When the date finally came to have my legs done, I was so nervous because it was a bigger surgery, and there was so much riding on it to go well. How do you walk with huge incisions down both legs? Will this take all my pain away? Will I finally love the way they look? There’s a lot of emotions tied to this.
Recovery has been both slightly better and slightly worse than I was expecting. My pain is worse, but my mobility is better. I have a small wound under my knee where the skin had died and needed to be removed. To help the wound heal faster, I had skin-graft surgery, during which my surgeon took skin from my hip to close the wound.
It was physically and mentally challenging to have a second, unplanned surgery, and while I am still in some discomfort, everything seems to be healing nicely. Recovery typically takes about six weeks for skin removals, although I will have to wait longer to exercise. Overall, I am starting to feel like myself again!
These surgeries can be really emotionally draining. Finding a surgeon that you click with and who really cares about you is key. I found my surgeon through a referral from a friend, and I had this instant feeling of he’s my doctor. I always tell people that while it’s important to do your research and find someone who is qualified and does good work, you also have to be comfortable with them. This is such a big thing to go through, you want to make sure this person has your best interests at heart and won’t just cut you open, take your money, and not care what happens after.
Unfortunately, the best doctors are not always available to everyone. There’s a law in California that states skin removal should be covered by insurance if it will help your overall well-being and appearance. I fall into both of those categories, yet my insurance fought coverage under the guise that the surgeries were cosmetic.
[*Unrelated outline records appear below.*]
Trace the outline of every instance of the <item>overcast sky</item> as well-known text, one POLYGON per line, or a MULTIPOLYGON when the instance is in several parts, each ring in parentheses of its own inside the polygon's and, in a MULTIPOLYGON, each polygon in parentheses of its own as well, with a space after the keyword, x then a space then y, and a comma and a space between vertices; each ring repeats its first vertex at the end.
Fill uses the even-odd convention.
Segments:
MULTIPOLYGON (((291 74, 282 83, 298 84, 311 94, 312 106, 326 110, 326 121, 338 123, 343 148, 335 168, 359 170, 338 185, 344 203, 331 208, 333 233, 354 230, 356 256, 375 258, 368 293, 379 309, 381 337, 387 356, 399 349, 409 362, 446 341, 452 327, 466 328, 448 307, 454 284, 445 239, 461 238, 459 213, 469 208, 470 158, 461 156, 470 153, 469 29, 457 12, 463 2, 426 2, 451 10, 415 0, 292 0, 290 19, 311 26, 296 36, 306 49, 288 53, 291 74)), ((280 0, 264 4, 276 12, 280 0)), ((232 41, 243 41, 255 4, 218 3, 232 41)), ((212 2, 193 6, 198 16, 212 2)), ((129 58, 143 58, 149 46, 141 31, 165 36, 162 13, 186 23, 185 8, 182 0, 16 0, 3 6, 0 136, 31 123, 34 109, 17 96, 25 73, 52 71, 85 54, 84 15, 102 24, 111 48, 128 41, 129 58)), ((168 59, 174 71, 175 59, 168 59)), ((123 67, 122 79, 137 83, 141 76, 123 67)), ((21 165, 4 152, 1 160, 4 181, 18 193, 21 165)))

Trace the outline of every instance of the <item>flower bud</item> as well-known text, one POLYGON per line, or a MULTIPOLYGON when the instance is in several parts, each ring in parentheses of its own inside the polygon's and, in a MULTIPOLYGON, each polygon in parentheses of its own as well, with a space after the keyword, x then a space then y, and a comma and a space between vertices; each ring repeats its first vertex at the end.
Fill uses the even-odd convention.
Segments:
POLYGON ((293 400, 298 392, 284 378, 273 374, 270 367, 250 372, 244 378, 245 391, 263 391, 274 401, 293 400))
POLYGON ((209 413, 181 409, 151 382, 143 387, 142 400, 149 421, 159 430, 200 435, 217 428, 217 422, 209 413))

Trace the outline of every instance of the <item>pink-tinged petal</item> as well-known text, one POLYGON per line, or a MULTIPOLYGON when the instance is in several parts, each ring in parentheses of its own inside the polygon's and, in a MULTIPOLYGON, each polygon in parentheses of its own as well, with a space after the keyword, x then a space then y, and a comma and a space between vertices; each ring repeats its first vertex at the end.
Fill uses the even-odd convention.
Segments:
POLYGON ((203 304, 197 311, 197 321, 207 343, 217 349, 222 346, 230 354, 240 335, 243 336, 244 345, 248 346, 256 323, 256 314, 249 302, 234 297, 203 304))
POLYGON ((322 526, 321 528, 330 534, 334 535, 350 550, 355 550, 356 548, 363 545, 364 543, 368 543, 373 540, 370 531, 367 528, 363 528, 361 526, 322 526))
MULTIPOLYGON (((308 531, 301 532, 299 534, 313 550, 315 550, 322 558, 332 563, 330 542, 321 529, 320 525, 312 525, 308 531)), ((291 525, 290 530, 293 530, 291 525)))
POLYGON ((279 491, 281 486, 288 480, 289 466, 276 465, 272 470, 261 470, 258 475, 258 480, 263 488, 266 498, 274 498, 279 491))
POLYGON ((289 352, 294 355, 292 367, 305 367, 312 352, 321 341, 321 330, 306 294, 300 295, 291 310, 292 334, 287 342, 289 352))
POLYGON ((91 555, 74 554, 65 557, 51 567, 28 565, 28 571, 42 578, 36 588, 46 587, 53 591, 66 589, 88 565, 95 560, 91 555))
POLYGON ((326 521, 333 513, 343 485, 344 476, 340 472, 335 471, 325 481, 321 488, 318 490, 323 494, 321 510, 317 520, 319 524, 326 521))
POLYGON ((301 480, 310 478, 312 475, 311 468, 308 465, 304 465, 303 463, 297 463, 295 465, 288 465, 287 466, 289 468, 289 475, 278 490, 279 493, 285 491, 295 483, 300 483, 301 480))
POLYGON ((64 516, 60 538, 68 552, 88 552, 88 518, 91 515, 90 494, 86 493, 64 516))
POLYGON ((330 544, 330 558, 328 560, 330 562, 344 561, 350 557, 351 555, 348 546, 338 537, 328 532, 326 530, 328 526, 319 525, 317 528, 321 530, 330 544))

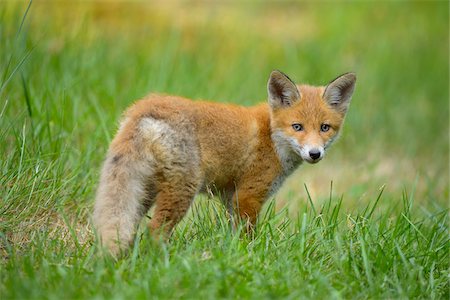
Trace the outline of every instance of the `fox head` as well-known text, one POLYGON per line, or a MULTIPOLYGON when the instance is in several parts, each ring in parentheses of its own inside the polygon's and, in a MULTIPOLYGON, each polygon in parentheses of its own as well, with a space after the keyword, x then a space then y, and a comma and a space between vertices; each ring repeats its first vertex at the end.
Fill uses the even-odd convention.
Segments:
POLYGON ((355 74, 346 73, 326 87, 296 86, 280 71, 270 74, 272 139, 282 160, 317 163, 324 157, 339 134, 355 82, 355 74))

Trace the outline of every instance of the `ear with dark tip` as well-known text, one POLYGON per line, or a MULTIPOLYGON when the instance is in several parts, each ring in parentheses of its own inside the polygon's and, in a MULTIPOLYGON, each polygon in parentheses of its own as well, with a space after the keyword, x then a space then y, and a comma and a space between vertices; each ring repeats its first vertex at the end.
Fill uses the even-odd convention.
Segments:
POLYGON ((272 109, 288 107, 300 100, 300 92, 295 83, 286 74, 277 70, 270 73, 267 91, 272 109))
POLYGON ((331 81, 323 92, 323 99, 336 110, 346 113, 355 90, 356 74, 346 73, 331 81))

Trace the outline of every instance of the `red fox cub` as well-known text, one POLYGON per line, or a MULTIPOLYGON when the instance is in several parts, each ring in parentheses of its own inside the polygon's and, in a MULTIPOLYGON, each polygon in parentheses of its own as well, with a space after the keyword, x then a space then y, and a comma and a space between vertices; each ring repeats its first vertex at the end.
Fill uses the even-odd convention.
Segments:
POLYGON ((101 172, 93 221, 112 254, 144 214, 168 236, 195 195, 215 191, 253 225, 264 201, 303 161, 317 163, 338 136, 355 87, 347 73, 326 87, 273 71, 268 103, 253 107, 150 95, 125 113, 101 172))

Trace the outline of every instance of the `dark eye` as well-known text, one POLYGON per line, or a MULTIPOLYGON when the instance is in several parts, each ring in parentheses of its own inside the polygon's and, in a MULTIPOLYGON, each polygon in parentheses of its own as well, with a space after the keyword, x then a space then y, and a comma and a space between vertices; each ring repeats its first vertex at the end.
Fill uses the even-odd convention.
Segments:
POLYGON ((303 125, 302 124, 292 124, 292 128, 294 128, 295 131, 302 131, 303 130, 303 125))
POLYGON ((328 130, 330 130, 330 125, 328 125, 328 124, 320 125, 320 131, 327 132, 328 130))

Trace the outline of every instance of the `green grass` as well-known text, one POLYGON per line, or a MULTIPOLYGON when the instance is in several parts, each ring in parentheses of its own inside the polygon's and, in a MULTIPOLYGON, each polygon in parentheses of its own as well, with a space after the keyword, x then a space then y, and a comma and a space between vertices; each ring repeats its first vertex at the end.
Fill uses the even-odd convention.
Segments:
POLYGON ((0 4, 0 299, 449 298, 447 2, 27 6, 0 4), (341 139, 255 236, 198 197, 170 243, 99 255, 122 111, 155 91, 252 105, 275 68, 358 82, 341 139))

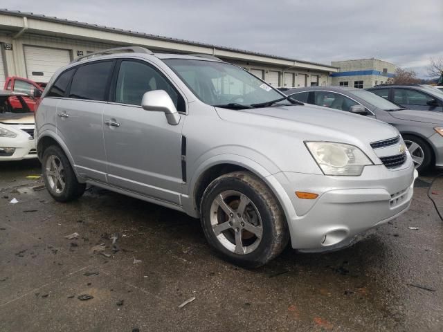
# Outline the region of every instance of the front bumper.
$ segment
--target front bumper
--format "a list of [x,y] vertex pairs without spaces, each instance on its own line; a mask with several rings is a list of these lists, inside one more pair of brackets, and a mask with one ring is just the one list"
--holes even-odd
[[[17,131],[18,132],[19,131]],[[21,160],[23,159],[37,158],[35,140],[30,138],[30,136],[24,131],[19,133],[17,137],[0,138],[0,147],[15,148],[15,151],[12,156],[0,156],[0,161]]]
[[[368,166],[360,176],[274,174],[292,205],[283,206],[292,247],[320,252],[352,244],[359,235],[408,210],[417,176],[410,158],[401,169]],[[318,197],[298,199],[296,191]]]

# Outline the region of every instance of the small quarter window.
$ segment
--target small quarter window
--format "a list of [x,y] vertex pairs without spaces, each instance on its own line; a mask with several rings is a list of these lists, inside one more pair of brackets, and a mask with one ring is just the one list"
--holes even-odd
[[64,97],[68,84],[75,71],[75,68],[69,69],[62,73],[51,87],[51,90],[46,95],[48,97]]

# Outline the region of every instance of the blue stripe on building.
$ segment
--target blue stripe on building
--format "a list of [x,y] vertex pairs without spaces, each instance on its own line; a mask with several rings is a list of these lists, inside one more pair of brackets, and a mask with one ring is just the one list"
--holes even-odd
[[334,73],[331,74],[332,77],[338,77],[340,76],[360,76],[363,75],[377,75],[378,76],[385,76],[386,77],[393,77],[395,74],[391,73],[383,73],[379,71],[342,71],[341,73]]

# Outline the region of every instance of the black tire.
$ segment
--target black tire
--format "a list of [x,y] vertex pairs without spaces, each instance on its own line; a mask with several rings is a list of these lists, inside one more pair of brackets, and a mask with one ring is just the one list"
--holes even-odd
[[[250,200],[250,203],[243,209],[244,212],[242,213],[242,215],[246,216],[246,219],[242,217],[242,219],[234,221],[234,223],[237,223],[237,225],[239,225],[239,221],[246,221],[246,219],[251,221],[249,217],[251,215],[257,216],[257,212],[259,214],[255,221],[259,220],[260,223],[261,223],[262,233],[260,241],[257,242],[257,244],[254,245],[253,243],[255,243],[254,242],[251,246],[245,246],[243,247],[243,241],[253,242],[253,241],[257,241],[259,238],[255,234],[248,230],[246,230],[245,228],[240,228],[240,234],[242,235],[240,237],[242,246],[239,248],[255,248],[253,250],[251,249],[252,251],[250,252],[246,252],[246,249],[245,249],[245,251],[241,252],[242,253],[240,254],[233,252],[232,250],[228,250],[219,240],[215,234],[215,231],[213,228],[211,216],[213,218],[212,219],[213,222],[214,222],[214,218],[219,218],[218,215],[219,213],[224,214],[225,219],[219,221],[215,221],[218,223],[214,224],[215,226],[226,223],[227,222],[226,218],[228,218],[228,221],[234,220],[230,218],[227,213],[224,212],[224,209],[222,208],[221,205],[218,208],[214,208],[214,204],[217,205],[216,199],[219,199],[220,197],[219,195],[231,192],[245,195],[246,199]],[[235,195],[235,194],[232,194],[233,195],[233,197]],[[237,203],[235,203],[234,200],[234,201],[231,201],[229,203],[231,205],[233,203],[237,204],[237,208],[235,211],[239,212],[240,210],[239,205],[241,205],[242,199],[243,199],[237,200]],[[248,199],[246,199],[246,201],[247,201]],[[278,201],[263,181],[248,172],[228,173],[214,180],[205,190],[200,207],[201,226],[208,242],[224,259],[236,265],[244,268],[257,268],[264,265],[280,255],[288,243],[289,232],[286,219]],[[211,208],[213,209],[212,212]],[[216,210],[218,212],[216,212]],[[238,216],[240,218],[240,214],[235,212],[235,214],[236,214],[235,217]],[[239,222],[239,223],[242,223]],[[245,221],[244,223],[248,223]],[[257,225],[258,223],[257,222]],[[252,223],[250,223],[248,225],[251,226],[251,225]],[[243,225],[244,226],[244,225]],[[235,238],[233,240],[235,243],[228,243],[228,245],[235,246],[237,240],[235,237],[237,234],[236,232],[238,232],[238,229],[234,225],[232,229],[229,228],[224,230],[223,232],[219,233],[219,236],[223,234],[223,236],[225,237],[224,238],[224,240],[230,237],[228,233],[233,234],[234,235],[230,235],[230,237],[232,237],[231,239]],[[249,239],[246,238],[246,235],[249,236]],[[225,241],[226,243],[227,242]],[[257,246],[255,247],[255,246]],[[236,249],[237,248],[235,246]]]
[[[405,143],[406,143],[406,147],[409,147],[410,145],[410,142],[413,142],[417,144],[422,151],[423,162],[419,166],[416,167],[417,171],[419,173],[423,173],[428,170],[434,159],[434,154],[429,145],[422,138],[413,135],[402,135],[402,137]],[[419,152],[419,150],[417,150],[415,153],[417,154]]]
[[[50,158],[51,158],[51,161],[55,160],[57,165],[61,164],[62,169],[59,174],[60,179],[62,179],[64,183],[64,186],[57,186],[57,183],[58,183],[54,181],[52,175],[50,175],[54,172],[48,168]],[[51,163],[51,161],[49,163]],[[80,183],[77,181],[77,177],[71,166],[71,163],[69,163],[63,150],[57,145],[51,145],[44,151],[42,163],[42,174],[43,174],[48,192],[58,202],[73,201],[78,199],[84,192],[86,184]]]

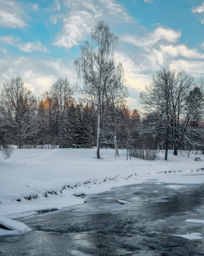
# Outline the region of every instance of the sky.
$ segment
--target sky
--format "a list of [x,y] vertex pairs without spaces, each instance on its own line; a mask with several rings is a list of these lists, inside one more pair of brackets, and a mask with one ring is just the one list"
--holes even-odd
[[18,75],[37,96],[59,77],[77,82],[74,59],[101,20],[119,37],[131,108],[164,67],[204,75],[202,1],[0,0],[0,89]]

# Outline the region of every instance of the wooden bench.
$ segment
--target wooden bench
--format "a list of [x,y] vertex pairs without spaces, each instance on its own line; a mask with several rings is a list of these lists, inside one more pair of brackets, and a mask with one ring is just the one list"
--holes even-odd
[[200,158],[200,157],[195,157],[195,161],[201,161],[201,159]]

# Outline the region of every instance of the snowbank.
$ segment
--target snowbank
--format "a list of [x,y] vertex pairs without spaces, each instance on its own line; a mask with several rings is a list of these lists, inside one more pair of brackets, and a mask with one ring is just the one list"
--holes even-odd
[[80,194],[95,194],[147,180],[176,183],[177,187],[203,180],[199,175],[189,176],[195,174],[192,170],[204,174],[200,169],[204,167],[204,156],[201,154],[196,156],[202,161],[197,162],[192,153],[188,158],[183,153],[174,156],[170,153],[167,161],[163,153],[155,161],[136,158],[127,161],[122,150],[116,159],[113,150],[102,149],[100,154],[101,158],[98,159],[93,149],[16,149],[6,160],[0,156],[1,215],[14,219],[61,209],[83,203],[84,199],[76,196]]
[[24,223],[0,216],[0,236],[19,235],[31,230]]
Even if my insurance had offered coverage, there was not a doctor within my provider network that performed the type of surgery I needed, so I was forced to look externally for my surgeon. I have paid for all of my surgeries out of pocket, and I am continuing to fight with my insurance for coverage as my skin removal is a physically and mentally necessary procedure.
I will still need several skin removal surgeries after my legs heal, including a breast lift, the lower part of my arm, a revision on my upper back, and possibly my outer thighs (this recent surgery involved my inner thighs). My surgeon has his patients wait at least three months between surgeries, but typically I’ve gone longer. This is not only so that I can regain my strength, heal, and recover, but also so I can get back into my routine mentally and emotionally. Back-to-back surgeries can be very mentally damaging to people, so recovering emotionally is just as important as recovering physically.
Throughout my weight loss journey, my view of myself really changed. In the beginning, at 500 pounds, I was so ashamed of my body, of how I looked, how much I weighed. I was so self-conscious. Then slowly, I started realizing I'm not losing weight because I hate myself. I'm on this journey because I want to live a healthy life, because I want to get married, because I want to have kids.
I've maintained that perspective. Instead of punishing myself because I have to go to the gym, I go to the gym because I love myself and want to become stronger. I started viewing my body differently and realized that it’s okay to want to make changes to yourself and still love yourself. So often, people think if you’re trying to lose weight or if you have skin removal, you must not love your body. I love myself enough that I want to make these changes because it’s what’s best for me. It’s what’s best for my overall happiness, health, and well-being.
I think the biggest thing I can do in terms of self-love is to acknowledge that it’s okay to be where I am right now and love who I am right now, while working on a better version of myself.